Avec agacement, elle avait constaté que, ce matin encore, son compagnon ne se tenait pas dans la cuisine, prêt à la suivre quand elle quittait ses appartements une fois sa collation matinale avalée. Une fois de plus, elle allait devoir se rendre seule à Versailles où l'attendait son devoir ! Oser lui faire ça à elle, son frère d'arme ! Il avait bien choisit son moment pour se défiler, juste quand la grossesse de la reine Marie-Antoinette s'avançait, lui occasionnant un surcroît de soucis.

— Je ne vois pas pourquoi tu te mets dans des états pareils, avait baillé le jeune homme lors de leur dernière altercation à ce sujet. Sa Majesté ne doit plus quitter ses appartements, ce qui te simplifie grandement la tâche pour trois mois au moins. De plus, en raison de ma naissance roturière, je ne suis pas autorisé à approcher la famille royale. Aussi, au lieu de faire le planton devant la porte, en compagnie de nombreux autres soldats qui ne sont que trop ravis de faire leur cour, je puis bien m'accorder quelques jours de congé. Ce n'est pas comme si je faisais réellement partie des Gardes Royales après tout !
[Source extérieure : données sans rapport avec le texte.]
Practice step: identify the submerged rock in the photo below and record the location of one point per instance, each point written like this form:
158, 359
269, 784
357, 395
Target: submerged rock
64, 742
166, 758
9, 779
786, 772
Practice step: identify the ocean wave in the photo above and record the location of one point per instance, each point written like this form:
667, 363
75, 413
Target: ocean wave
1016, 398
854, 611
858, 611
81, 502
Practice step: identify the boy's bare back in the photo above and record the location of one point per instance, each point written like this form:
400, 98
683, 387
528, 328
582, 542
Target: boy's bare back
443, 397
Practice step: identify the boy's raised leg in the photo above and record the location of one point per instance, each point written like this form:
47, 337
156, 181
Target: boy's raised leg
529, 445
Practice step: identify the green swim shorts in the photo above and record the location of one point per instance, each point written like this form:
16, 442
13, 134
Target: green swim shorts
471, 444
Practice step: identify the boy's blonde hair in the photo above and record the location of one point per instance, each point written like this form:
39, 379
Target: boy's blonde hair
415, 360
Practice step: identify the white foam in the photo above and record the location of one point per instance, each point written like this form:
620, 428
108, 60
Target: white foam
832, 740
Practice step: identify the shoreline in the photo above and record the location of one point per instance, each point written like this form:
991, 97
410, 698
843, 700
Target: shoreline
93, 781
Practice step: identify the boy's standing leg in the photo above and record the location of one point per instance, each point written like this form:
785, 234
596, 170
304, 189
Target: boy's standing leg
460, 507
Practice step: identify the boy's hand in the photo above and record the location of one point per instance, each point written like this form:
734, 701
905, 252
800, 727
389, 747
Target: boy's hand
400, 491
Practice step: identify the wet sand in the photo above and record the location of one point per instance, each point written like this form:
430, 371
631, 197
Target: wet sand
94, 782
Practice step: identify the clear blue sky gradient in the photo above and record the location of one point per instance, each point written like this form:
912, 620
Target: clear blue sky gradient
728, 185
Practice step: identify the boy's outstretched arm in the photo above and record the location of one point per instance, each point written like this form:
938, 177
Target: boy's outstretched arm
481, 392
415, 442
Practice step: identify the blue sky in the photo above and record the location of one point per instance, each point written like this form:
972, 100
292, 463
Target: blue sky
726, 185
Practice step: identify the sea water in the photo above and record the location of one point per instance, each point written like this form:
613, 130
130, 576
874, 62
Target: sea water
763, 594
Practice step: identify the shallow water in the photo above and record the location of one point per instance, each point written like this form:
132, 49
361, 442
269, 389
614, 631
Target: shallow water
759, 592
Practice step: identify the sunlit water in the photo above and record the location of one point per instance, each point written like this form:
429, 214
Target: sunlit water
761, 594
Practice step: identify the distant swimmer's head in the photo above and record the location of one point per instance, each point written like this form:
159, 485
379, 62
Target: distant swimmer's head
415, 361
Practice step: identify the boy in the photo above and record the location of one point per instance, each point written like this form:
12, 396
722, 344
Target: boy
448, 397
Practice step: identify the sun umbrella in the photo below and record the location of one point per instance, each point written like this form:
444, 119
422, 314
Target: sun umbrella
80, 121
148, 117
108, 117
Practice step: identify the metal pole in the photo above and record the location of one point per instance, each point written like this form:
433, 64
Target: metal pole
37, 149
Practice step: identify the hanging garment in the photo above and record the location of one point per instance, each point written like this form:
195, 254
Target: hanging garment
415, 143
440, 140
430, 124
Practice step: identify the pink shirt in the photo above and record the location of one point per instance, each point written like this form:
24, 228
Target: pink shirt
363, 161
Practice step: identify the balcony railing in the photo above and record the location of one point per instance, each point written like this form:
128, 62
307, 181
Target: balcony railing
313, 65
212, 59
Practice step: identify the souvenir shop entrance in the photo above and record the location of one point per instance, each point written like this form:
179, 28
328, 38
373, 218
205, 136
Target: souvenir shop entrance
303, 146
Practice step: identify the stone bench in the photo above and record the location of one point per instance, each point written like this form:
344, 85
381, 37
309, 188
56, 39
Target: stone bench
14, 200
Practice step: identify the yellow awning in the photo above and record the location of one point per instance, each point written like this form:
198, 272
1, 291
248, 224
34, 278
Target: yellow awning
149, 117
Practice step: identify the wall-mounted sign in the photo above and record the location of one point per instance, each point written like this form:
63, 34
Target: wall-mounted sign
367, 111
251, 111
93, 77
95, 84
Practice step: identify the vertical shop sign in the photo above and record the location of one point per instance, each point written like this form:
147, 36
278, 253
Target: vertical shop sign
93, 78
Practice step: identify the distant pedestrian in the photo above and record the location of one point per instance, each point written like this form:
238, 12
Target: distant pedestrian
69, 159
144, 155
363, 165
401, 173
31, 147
D'un geste crâne, André avait rejeté une mèche des lourds cheveux noirs qui lui tombaient devant les yeux. Malgré l'énervement qu'elle contenait de plus en plus difficilement –ou pour lui trouver un dérivatif, elle ne saurait le dire-, Oscar fut saisie par la brillance soyeuse de la mèche dont elle suivit le tracé du regard. Elle ne s'était pas rendue compte que son ami portait les cheveux si longs. Ni que ses yeux, qui la fixaient à présent d'un air d'ingénuité savamment calculé, avait un éclat pareil à celui de l'émeraude. Le frisson involontaire qui l'agita l'affola et attisa sa colère.

— Si tu avais daigné être présent ces jours derniers, tu aurais sans nul doute remarqué tout comme moi l'atmosphère oppressante qui règne au château. Il bourdonne une rumeur à travers les salons, l'on sent des regards appuyés sur la souveraine et son entourage. Cela ne me dit rien qui vaille.

— Sans doute des courtisans désœuvrés qui ont parié sur la date de la naissance ou sur le sexe de l'héritier et qui redoutent de perdre leur mise, avait affirmé André du ton lassé de celui qui a cessé de s'émerveiller de la cour et de ses fastes.

— Pardonne-moi de t'avoir fait perdre ton précieux temps, que tu consacres si utilement à vagabonder... Dieu sait où ! s'exclama-t-elle.

Irritée de voir son intuition dédaignée par son ami, Oscar avait tourné les talons et fait passer sa frustration au moyen d'une longue chevauchée à travers champs.

Depuis cet échange houleux, elle avait à peine échangé deux mots avec André. Celui-ci semblait passer la majeure partie de ses nuits hors de la demeure des Jarjayes et il était souvent endormi lorsque la jeune femme s'en allait à son tour prendre son service auprès de la reine. Mais chaque jour, elle entendait de nouvelles rumeurs concernant la venue au monde de l'enfant de France attendu depuis des années. Certaines histoires tenaient incontestablement de la fable mais d'autres étaient plus alarmantes, se basant sur la stérilité présumée de la Reine qui n'avait pas conçu en sept ans de mariage. La veille, Oscar avait reçu un rapport confidentiel des services secrets du Roi qui confirmait l'existence d'un complot : le duc d'Orléans faisait courir le bruit que la grossesse de Marie-Antoinette n'était qu'une comédie et qu'elle avait l'intention de prendre l'enfant d'une de ses suivantes afin de le faire passer pour le sien. Effrayée des conséquences d'une telle rumeur qui pourrait porter le discrédit sur la Reine et déstabiliser la couronne, elle n'avait quasiment pas fermé l'œil de la nuit.